1. Consonantal unmarkedness
We argue that [m] is consonantally unmarked, by which we mean that it is the optimal consonantal, or "stop-like", nasal. Cross-linguistic evidence in favour of this position comes from syllable phonotactics, resistance to lenition processes, and patterning in segmental co-occurrence effects.
2. Segmental unmarkedness
We argue that [n] is the segmentally unmarked nasal, by which we mean that it is the optimal segmental realisation of nasality. Evidence in favour of this position comes first and foremost from the unmarked status of coronal segments in general: coronals are marked by their distributional freedom, typological frequency and susceptibility to place assimilation, and are generally the preferred default and epenthetic segments (cf. Paradis & Prunet 1991).
3. Vocalic unmarkedness
We argue that [N] is the vocalically unmarked nasal, by which we mean that it is the most "vowel-like" nasal. Support from those languages in which [N] has a restricted distribution as compared to /m/ and /n/, and from those languages in which [N] is the only nasal that is independently allowed syllable-finally.
Building on Golston & van der Hulst (1999) and Botma & van der Torre (to appear), we provide a formal account of the observed (un)markedness effects within the class of nasals. Our basic claim is that syllables consist of "consonantal" and "vocalic" positions. Material that is syllabified under a nucleus (or rhyme) is typically more vocalic than segments syllabified under an onset. In Botma & van der Torre we claim that prosodic organisation involves top-down and bottom-up requirements, the interaction of which determines the prosodic interpretation of segments.

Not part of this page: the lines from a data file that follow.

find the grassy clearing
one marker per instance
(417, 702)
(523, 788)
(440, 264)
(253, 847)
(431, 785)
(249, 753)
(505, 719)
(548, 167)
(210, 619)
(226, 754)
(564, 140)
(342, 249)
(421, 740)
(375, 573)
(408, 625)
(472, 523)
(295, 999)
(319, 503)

In this talk we would like to claim that these top-down and bottom-up forces can also be observed in the class of nasals. Thus, the consonantally unmarked nasal /m/ is expected to occur typically in onset positions and, at the same time, is the nasal that is most resistent to weakening effects. The velar nasal on the other hand, being the most vowel-like nasal, is expected to show a cross-linguistic preference for a vocalic position (i.e., under the nucleus). The coronal nasal is the segmentally unmarked nasal and therefore we do not expect strong positional preferences.
Anderson, S. (1975). "The description of nasal consonants and internal structure of segments", in Nasálfest, 1-26.
Booij, G. (1995). The Phonology of Dutch. Oxford, Oxford University Press.
Booij, G. (1996). "Cliticisation as prosodic integration: the case of Dutch", The Linguistic Review 13, 219-42.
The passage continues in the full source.